Lilium lancifolium 'Flore Pleno'

About

Lilies are in the Liliaceae family and are native to temperate Eurasia and North America. There are over a hundred species and countless hybrids have been developed over the years. Tiger lilies are native to Japan, Korea and eastern China, and are one of the oldest lilies in cultivation. They are quite vigorous and easy to grow, as long as they receive enough sun and are planted in well-draining soil.

Planting:

Lily bulbs do not have a protective tunic, or “coat," so these fragile bulbs should be planted as soon as they arrive. If unable to plant right away, store the bulbs in the refrigerator (away from fruit) or in a cool, dark place, at about 40°F. Do not allow the packing medium to dry out. Plant in a sunny area in rich, well-draining soil, 6" deep and 12-15" apart. Arrange in groupings for maximum effect.

Maintenance:

Feed in early spring with a balanced fertilizer when new growth appears. Mulch around the plants to retain moisture, keep the roots cool and prevent weeds. Keep the mulch away from stems, as this can cause rot. When needed, water lilies early in the morning at ground level to prevent fungal diseases.

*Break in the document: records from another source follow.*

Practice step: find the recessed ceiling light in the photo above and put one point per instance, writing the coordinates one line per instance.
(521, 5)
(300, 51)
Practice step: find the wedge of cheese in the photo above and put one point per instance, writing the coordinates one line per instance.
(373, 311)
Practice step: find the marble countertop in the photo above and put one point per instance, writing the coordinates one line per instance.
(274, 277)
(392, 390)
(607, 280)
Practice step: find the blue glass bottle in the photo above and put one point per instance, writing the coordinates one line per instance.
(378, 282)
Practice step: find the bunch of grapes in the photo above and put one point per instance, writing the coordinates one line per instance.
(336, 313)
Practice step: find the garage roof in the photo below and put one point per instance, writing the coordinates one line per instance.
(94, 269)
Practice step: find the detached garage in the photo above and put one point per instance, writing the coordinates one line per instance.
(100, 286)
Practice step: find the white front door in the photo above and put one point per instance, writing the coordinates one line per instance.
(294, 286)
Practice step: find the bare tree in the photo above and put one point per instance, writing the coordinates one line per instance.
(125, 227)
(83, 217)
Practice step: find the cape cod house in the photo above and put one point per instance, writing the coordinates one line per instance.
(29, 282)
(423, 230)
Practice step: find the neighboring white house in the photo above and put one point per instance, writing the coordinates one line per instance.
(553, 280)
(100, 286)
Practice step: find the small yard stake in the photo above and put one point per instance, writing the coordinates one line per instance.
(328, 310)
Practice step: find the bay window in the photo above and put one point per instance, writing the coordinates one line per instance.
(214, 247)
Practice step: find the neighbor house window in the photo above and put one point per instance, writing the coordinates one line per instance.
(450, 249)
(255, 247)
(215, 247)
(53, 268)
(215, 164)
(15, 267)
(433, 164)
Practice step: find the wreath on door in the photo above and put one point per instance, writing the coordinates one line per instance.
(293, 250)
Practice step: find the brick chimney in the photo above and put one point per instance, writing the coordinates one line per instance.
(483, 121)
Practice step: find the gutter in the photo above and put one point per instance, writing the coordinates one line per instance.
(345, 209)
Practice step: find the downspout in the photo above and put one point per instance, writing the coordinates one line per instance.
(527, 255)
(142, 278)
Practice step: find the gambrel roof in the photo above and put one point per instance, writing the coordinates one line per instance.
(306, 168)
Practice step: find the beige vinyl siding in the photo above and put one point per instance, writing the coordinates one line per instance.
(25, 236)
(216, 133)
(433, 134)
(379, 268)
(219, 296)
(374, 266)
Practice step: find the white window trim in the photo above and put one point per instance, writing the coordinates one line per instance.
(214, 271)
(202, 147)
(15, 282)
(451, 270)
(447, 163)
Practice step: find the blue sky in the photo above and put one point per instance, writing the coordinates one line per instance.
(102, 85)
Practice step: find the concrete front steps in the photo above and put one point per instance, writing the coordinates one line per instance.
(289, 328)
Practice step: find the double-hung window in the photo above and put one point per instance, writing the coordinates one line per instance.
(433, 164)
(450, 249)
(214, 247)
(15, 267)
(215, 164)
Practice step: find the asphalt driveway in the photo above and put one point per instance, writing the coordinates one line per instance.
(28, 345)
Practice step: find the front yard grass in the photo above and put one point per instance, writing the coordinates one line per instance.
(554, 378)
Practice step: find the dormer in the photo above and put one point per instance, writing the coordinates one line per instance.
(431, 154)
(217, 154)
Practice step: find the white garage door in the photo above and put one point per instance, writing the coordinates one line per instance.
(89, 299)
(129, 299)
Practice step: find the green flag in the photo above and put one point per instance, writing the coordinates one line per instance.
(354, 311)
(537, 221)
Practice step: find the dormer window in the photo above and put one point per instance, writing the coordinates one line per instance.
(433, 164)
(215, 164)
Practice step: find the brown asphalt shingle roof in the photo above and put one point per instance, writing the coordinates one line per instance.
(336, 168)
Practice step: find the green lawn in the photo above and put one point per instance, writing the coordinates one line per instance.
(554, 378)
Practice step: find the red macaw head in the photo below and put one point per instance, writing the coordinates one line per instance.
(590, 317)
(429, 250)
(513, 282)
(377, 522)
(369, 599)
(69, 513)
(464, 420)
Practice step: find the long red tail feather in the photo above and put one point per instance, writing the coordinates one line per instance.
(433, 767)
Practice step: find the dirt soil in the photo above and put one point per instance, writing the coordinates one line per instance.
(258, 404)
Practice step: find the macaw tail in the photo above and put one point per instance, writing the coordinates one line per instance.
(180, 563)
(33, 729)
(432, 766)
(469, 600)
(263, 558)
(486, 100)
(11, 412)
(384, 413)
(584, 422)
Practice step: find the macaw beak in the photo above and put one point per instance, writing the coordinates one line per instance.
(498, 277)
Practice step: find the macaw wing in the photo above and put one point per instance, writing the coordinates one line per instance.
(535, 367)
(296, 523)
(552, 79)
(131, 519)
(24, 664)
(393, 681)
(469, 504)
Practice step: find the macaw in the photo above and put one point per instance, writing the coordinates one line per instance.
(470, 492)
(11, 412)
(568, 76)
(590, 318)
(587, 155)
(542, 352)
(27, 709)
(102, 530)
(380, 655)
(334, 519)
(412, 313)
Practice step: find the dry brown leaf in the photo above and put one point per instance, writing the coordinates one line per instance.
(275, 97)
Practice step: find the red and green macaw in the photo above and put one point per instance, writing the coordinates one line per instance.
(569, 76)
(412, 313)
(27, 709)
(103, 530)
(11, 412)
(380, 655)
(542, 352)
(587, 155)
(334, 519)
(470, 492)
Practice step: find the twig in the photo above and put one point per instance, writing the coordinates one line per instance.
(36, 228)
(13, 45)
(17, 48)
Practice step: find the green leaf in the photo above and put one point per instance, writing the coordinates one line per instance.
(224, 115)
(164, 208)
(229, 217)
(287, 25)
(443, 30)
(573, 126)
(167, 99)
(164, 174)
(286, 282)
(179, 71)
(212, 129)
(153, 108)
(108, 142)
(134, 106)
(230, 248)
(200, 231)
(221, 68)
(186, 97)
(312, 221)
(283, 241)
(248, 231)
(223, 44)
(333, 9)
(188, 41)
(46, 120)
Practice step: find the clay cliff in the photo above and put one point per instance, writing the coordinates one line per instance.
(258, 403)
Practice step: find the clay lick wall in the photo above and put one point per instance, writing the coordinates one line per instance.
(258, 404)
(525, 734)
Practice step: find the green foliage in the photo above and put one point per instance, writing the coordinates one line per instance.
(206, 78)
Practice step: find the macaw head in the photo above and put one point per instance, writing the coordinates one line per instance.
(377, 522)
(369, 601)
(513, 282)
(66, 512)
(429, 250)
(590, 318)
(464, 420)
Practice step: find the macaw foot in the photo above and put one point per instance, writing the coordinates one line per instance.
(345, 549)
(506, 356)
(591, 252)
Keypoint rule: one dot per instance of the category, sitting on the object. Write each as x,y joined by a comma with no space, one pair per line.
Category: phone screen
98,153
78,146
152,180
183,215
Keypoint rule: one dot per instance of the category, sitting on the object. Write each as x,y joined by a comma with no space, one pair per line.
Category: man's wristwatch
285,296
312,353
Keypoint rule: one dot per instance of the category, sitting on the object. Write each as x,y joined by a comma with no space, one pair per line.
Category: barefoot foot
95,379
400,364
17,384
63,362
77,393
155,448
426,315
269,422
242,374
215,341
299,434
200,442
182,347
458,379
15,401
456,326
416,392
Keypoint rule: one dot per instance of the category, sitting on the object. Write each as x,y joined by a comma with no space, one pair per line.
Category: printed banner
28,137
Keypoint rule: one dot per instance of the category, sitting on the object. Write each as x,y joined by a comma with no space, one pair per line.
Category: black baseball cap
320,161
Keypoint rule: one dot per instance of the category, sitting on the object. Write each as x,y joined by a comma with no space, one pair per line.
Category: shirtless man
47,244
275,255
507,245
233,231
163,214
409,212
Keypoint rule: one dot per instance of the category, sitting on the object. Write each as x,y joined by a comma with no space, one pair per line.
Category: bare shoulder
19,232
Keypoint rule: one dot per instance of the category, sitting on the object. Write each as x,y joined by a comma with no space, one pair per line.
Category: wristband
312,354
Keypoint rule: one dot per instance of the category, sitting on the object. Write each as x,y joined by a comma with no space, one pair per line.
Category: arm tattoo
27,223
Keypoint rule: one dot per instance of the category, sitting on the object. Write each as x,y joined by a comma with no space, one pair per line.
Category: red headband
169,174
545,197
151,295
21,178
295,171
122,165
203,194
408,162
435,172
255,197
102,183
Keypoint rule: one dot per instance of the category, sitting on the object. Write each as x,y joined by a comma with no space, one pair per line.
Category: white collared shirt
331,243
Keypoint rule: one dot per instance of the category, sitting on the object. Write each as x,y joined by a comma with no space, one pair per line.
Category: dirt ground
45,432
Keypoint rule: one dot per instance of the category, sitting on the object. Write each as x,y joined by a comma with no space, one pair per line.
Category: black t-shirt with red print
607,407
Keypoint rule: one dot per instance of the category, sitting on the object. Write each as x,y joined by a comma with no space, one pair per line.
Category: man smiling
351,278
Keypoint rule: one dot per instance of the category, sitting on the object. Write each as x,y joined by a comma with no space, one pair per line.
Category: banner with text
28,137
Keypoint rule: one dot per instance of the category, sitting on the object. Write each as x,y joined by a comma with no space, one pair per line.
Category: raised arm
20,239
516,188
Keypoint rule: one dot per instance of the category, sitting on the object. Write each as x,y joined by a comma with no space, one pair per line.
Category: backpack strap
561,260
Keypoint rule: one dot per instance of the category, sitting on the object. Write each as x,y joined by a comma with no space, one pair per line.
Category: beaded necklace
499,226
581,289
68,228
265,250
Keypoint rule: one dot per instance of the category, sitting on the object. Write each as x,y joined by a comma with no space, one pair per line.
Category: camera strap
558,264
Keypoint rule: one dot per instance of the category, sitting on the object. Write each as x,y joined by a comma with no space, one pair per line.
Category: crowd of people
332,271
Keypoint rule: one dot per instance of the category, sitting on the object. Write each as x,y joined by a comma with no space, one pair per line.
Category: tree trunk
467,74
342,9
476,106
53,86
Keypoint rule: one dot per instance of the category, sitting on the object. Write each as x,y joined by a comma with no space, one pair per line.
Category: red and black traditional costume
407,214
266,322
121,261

Remove spent flowers to conserve the bulb’s energy and encourage more blooms the following year. Lilies multiply annually. To prevent crowding, dig and divide bulbs in the spring or early autumn every few years or when flowering decreases. Tiger lilies are also known for the production of dark “bulbils" at the leaf axils, which will drop to the ground in the fall and grow new tiger lily plants the following year.

Over-wintering:

With a protective layer of mulch, tiger lilies are hardy to USDA zone 4.